We can’t verify he was actually there, because the C-SPAN cameras automatically turn off when the House is not in session, and that occurred shortly after the Democrats began reliving their glory days of the 1960s.
— CSPAN (@cspan) June 22, 2016
The Durango Herald is the only media reporting Bennet took part. We spent considerable time parsing Bennet’s phrasing “I joined so and so in calling for such and such” — it’s the common vernacular for “I think that too,” not so much “I actually did that!”
We also scoured photos and videos on social media to determine whether for some odd reason, a U.S. Senator was actually intruding on House floor activities.
We couldn’t find him.
We didn’t think senators were allowed in the House except when invited for events like the State of the Union or joint sessions of Congress. And for that matter, we’ve never seen a lowly House members running around the floor of the upper chamber.

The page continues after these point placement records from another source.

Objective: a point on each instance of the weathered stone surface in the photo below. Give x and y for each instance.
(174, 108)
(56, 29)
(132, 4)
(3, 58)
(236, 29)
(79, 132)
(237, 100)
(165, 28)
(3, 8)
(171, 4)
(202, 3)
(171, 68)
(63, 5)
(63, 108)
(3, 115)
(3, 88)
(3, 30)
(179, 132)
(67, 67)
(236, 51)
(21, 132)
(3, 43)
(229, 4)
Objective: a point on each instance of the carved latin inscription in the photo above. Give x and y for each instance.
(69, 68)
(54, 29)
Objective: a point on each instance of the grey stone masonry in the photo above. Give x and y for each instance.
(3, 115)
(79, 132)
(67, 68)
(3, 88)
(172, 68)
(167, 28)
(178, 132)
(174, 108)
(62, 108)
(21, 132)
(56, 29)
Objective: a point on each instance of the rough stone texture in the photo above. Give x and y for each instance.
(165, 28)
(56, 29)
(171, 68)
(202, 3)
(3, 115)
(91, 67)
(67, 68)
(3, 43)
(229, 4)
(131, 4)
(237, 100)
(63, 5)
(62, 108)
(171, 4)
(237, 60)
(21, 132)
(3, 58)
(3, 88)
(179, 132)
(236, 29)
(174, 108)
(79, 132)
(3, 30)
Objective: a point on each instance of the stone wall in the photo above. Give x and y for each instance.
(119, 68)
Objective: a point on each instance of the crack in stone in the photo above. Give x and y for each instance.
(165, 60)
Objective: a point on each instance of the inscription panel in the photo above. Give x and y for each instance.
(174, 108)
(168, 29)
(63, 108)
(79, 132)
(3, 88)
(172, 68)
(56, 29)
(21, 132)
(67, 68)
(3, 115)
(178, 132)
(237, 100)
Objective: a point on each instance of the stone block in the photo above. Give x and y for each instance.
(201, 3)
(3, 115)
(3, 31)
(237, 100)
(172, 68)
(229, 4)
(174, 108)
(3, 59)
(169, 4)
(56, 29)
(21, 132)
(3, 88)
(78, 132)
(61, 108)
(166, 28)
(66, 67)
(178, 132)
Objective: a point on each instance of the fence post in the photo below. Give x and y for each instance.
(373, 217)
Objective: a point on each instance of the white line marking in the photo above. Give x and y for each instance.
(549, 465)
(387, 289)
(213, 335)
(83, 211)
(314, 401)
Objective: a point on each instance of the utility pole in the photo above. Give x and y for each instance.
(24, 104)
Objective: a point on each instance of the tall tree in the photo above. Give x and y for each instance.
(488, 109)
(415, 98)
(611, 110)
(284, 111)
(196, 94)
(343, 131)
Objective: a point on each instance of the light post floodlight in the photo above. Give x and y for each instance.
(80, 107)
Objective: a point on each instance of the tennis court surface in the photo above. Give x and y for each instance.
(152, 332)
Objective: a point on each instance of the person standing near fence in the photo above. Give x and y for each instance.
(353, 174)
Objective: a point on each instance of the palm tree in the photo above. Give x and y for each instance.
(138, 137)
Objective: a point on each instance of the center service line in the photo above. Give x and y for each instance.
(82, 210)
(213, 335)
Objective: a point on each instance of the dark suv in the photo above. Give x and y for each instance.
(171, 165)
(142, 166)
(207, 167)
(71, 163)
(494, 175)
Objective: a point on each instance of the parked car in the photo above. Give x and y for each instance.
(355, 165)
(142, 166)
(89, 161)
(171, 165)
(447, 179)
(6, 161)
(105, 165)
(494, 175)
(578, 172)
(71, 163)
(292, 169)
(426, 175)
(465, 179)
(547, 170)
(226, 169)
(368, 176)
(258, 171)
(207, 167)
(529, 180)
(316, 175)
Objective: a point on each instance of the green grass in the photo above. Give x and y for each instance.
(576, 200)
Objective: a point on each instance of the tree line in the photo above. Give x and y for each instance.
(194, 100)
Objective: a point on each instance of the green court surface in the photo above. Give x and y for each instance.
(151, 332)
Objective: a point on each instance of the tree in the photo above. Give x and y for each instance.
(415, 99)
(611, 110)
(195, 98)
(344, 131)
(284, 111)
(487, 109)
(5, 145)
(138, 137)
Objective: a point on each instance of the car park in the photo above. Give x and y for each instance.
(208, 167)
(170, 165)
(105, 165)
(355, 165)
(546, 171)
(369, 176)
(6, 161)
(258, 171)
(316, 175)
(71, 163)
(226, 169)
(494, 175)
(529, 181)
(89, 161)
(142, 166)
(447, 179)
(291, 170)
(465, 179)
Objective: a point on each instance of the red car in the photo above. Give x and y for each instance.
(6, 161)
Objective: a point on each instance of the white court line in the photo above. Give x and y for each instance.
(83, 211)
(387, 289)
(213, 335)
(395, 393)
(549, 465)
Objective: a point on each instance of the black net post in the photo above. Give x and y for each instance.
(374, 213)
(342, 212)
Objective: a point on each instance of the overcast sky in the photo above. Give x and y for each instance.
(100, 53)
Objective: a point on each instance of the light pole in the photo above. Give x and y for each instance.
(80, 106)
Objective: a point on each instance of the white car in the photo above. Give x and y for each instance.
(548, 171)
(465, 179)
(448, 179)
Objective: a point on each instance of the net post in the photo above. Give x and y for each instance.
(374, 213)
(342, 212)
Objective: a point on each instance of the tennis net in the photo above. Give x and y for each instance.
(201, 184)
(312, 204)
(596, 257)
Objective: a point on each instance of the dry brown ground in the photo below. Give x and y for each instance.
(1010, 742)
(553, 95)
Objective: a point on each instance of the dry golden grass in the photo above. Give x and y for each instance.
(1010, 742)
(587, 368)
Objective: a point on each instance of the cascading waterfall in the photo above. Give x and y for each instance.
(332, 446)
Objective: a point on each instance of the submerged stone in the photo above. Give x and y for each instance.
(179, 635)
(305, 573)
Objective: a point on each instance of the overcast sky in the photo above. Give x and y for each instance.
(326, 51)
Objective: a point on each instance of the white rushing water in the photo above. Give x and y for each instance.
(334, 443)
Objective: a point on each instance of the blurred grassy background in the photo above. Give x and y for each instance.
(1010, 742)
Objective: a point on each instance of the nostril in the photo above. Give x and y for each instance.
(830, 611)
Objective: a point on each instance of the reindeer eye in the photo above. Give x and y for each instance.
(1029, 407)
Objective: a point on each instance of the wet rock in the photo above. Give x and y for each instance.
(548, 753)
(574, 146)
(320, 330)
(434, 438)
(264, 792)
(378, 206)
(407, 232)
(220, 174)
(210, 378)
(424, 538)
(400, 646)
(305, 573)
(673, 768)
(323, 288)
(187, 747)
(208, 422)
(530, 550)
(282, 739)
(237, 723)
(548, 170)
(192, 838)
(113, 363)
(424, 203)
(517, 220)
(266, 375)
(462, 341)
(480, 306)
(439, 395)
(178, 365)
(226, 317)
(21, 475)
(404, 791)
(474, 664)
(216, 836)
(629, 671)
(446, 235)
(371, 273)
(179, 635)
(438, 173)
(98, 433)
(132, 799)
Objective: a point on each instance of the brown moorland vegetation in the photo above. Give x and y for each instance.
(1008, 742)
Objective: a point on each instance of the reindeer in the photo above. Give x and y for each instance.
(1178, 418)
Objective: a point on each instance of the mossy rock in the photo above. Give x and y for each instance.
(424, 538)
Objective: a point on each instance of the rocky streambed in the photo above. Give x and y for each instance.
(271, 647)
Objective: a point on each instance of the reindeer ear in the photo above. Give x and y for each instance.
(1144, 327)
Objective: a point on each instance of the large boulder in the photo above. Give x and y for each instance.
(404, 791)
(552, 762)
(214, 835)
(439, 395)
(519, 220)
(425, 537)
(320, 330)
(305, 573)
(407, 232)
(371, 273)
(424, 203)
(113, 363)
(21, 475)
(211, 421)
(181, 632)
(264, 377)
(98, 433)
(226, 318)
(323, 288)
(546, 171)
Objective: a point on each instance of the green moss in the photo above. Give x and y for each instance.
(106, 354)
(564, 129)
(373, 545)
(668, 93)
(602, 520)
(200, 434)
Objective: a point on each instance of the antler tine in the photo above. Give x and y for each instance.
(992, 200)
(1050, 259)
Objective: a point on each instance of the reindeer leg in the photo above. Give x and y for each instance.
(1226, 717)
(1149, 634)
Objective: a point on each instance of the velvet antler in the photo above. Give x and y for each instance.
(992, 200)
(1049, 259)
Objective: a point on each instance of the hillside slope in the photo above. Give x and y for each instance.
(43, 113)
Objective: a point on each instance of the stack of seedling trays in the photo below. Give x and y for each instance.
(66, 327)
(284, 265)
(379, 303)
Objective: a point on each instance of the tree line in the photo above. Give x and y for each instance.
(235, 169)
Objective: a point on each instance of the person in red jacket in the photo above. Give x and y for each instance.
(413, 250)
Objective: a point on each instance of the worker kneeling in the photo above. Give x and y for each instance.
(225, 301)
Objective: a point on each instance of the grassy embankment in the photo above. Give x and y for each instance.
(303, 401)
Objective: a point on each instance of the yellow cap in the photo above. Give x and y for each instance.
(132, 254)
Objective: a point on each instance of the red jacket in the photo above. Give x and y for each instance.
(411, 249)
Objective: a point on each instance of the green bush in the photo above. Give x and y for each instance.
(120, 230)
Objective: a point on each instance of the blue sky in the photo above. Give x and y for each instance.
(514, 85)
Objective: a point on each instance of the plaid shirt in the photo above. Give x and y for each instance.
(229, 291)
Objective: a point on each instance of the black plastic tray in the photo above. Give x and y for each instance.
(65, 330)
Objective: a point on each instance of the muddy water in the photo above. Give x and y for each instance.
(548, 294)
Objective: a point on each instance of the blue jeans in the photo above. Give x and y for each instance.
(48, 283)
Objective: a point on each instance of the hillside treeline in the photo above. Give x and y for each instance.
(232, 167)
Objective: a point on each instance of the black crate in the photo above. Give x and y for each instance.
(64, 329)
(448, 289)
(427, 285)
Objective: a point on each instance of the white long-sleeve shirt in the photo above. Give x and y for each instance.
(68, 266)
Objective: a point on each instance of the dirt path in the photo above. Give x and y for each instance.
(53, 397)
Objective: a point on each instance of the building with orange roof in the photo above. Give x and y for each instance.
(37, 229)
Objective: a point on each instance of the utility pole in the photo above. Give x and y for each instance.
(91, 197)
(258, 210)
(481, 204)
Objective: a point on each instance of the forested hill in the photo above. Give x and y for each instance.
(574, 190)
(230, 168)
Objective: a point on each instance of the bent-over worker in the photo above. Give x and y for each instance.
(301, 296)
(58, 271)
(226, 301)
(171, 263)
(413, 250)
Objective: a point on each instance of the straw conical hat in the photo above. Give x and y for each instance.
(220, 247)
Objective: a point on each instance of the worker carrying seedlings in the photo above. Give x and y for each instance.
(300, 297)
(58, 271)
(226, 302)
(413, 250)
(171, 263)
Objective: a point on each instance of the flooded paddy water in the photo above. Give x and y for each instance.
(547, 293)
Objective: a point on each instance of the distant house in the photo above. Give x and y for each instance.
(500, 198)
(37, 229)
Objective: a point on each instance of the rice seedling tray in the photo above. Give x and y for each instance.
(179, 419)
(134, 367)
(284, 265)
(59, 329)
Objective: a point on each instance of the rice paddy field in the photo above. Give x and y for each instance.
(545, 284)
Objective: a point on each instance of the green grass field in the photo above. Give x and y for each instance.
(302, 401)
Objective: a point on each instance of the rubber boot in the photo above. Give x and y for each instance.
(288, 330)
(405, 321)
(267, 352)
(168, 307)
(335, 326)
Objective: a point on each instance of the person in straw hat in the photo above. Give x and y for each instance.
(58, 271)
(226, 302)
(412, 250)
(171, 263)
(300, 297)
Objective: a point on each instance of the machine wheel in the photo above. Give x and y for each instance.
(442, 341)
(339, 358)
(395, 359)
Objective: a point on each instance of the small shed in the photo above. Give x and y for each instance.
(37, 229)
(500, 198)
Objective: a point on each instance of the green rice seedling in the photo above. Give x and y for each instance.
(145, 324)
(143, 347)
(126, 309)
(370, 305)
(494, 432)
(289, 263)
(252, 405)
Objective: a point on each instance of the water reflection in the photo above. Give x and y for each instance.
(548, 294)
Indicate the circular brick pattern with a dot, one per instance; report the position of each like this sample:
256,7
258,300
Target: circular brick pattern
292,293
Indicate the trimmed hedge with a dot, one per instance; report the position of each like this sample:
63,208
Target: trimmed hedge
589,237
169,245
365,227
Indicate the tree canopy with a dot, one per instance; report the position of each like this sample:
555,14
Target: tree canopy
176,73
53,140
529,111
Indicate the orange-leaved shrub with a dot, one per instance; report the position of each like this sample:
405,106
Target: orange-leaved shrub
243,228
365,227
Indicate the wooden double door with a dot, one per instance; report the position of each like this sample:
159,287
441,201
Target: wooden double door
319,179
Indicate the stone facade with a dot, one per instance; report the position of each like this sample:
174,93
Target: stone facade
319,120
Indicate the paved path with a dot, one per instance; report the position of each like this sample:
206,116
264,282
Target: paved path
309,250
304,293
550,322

Then we found this nugget, which suggests it could conceivably be true:
Several Democratic senators crossed the Capitol on Wednesday to join protesters, including Senators Elizabeth Warren, Tim Kaine and Cory Booker, all mentioned as potential running mates for presumptive Democratic presidential nominee Hillary Clinton, who voiced her support on Twitter.
Now there’s a precedent we didn’t research, whether it’s standard procedure for senators jockeying for the Veep slot to push their way into House business if it endears them to the party’s presumptive presidential nominee.
In that case, perhaps Bennet was actually there.